Das Selfie hat keinen guten Ruf. Aber alle haben bestimmt schon eines gemacht und es wahrscheinlich sogar ins Netz geladen. Selfies sind in den Augen von Kritikern ein Indikator für Narzissmus einerseits und Naivität im Umgang mit dem Selbstbild in der Aufmerksamkeitsökonomie andererseits. Aber erschöpft sich damit schon der Blick auf und das Verständnis von Selfies? Der Kultur- und Medientheoretiker Prof. Dr. Ramón Reichert von der Universität für Angewandte Kunst in Wien hat das Selfie einer eingehenden Betrachtung unterzogen und eine Theorie des digitalen Selbstbildnisses entwickelt, die sowohl die kulturpessimistischen Überlegungen berücksichtigt, aber darüber hinaus auch eine emanzipatorische Wirkmächtigkeit von Selfies ausmacht. Wir haben Professor Reichert dazu unsere Fragen gestellt.
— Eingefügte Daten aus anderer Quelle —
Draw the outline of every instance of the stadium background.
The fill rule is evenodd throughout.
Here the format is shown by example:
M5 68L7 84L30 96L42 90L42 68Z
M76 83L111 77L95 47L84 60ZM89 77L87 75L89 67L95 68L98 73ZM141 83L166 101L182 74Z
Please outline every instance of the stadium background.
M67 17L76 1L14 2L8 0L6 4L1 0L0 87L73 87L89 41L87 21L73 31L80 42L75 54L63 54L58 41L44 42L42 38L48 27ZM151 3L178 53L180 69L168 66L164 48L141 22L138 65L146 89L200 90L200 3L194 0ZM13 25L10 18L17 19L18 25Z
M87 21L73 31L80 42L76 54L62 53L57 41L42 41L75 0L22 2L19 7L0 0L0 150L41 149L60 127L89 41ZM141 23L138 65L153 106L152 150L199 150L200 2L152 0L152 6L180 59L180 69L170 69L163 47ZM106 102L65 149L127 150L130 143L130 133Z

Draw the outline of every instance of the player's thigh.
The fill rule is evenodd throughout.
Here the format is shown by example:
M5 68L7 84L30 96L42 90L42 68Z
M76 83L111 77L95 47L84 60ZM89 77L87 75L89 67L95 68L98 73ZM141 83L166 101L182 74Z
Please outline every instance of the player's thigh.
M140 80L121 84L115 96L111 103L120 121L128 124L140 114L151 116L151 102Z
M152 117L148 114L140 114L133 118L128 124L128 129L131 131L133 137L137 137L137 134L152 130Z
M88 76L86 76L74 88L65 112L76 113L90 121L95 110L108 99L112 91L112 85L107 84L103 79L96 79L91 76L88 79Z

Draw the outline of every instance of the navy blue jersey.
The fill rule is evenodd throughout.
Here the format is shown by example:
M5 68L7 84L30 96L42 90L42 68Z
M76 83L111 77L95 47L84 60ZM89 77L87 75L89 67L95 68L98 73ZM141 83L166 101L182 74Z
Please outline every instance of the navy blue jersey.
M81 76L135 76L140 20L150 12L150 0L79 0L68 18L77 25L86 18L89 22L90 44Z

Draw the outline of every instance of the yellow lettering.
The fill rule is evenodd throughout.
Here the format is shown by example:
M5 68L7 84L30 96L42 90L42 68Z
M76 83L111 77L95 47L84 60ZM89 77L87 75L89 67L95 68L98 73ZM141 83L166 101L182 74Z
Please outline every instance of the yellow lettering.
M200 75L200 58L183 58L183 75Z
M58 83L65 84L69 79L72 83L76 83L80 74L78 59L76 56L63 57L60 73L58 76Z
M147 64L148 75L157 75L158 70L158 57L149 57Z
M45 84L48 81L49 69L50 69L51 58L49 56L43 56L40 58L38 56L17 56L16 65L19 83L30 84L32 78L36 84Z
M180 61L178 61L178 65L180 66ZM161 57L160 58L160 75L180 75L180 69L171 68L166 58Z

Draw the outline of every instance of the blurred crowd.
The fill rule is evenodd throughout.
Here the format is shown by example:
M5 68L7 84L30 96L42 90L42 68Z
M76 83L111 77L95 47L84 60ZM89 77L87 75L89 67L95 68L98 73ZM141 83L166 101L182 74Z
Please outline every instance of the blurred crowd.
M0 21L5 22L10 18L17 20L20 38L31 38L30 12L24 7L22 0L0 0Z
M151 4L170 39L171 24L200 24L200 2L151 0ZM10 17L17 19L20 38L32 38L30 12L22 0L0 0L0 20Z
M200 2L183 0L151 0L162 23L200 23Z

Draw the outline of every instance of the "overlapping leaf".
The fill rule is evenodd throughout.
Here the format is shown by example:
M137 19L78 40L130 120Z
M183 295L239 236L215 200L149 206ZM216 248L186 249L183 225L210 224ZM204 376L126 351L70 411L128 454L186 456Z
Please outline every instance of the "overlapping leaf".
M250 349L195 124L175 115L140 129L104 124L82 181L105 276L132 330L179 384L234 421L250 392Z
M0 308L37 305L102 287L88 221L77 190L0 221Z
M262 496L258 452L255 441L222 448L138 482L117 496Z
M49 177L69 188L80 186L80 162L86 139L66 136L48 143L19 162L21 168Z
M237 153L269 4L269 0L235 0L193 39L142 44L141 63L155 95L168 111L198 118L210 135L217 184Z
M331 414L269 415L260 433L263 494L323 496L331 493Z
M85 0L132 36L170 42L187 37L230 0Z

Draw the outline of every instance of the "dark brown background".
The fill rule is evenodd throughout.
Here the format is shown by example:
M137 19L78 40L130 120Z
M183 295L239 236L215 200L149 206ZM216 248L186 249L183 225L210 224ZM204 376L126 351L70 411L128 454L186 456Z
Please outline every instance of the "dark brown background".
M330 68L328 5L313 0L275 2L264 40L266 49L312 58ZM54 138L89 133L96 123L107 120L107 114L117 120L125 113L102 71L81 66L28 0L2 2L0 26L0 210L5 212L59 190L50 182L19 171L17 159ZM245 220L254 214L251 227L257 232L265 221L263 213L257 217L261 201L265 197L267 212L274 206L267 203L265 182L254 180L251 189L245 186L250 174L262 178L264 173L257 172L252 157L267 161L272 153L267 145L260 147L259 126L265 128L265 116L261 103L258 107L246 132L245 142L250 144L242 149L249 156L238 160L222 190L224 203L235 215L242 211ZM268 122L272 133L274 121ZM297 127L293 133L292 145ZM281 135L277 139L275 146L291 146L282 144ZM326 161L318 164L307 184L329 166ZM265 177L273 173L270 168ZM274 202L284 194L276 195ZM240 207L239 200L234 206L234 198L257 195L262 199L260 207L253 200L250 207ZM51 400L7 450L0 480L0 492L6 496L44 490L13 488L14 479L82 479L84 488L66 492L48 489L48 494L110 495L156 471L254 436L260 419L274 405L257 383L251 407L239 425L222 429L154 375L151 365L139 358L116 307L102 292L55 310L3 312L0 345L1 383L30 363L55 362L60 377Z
"Selfie-Formate beherrschen heute die Bildkulturen der Gegenwart"
L.I.S.A.: Herr Professor Reichert, Sie haben ein neues Buch publiziert, das sich einem Kultur- und Medienphänomen widmet, das alle kennen und sehr wahrscheinlich auch schon an sich ausprobiert haben: das sogenannte Selfie. Es geht darin um Selbstthematisierung in der digitalen Bildkultur, so auch der Untertitel des Buches. Bevor wir auf das Buch konkret zu sprechen kommen - was hat Sie zu dieser Publikation veranlasst, zu einem Thema, das bereits vielfach untersucht worden ist? Welche Beobachtungen und Überlegungen gingen Ihrem Buch voraus?
Prof. Reichert: Das Buzzword "Selfie" feiert sein 10-jähriges Jubiläum. Für mich bot sich der Anlass für eine Rückschau auf die Geschichte eines Medienhypes. Heute zählen Selfies zum alltäglichen Medienhandeln in digitalen Lebenswelten, sie sind nicht nur Verstärker von Aufmerksamkeiten digitaler Ego-Netzwerke, sondern Selfie-Formate beherrschen heute die Bildkulturen der Gegenwart.
Konkret bedeutet das, dass wir eine globale Verbreitung von subjektzentrierten Narrativen beobachten können. Mediale Inszenierungen von Intimität und persönlicher Lebensweltlichkeit prägen heute das kollektive Bildgedächtnis und schaffen Rahmennarrative automedialer Inszenierungen, die auf Sozialen Medien zu Nachrichtenfaktoren werden und öffentliche Meinungen prägen.
Selfies haben sich längst auf alle Bereiche des politischen Bildhandelns ausgedehnt und kuratieren heute auch kriegerische Auseinandersetzungen, Terror und Genozid. Als Garant von Aufmerksamkeitskapital regulieren Selfies digital vernetzte Kommunikationsräume und beeinflussen das Agenda Setting öffentlicher Debatten, sozialer Identitäten und kollektiver Erinnerung. Selfies bieten auch eine Chance der Sensibilisierung der Öffentlichkeit, indem sie die Aufmerksamkeit auf Minderheitenpolitik, zivilgesellschaftliche Bewegungen und ökologische Themen und vieles andere mehr lenken können.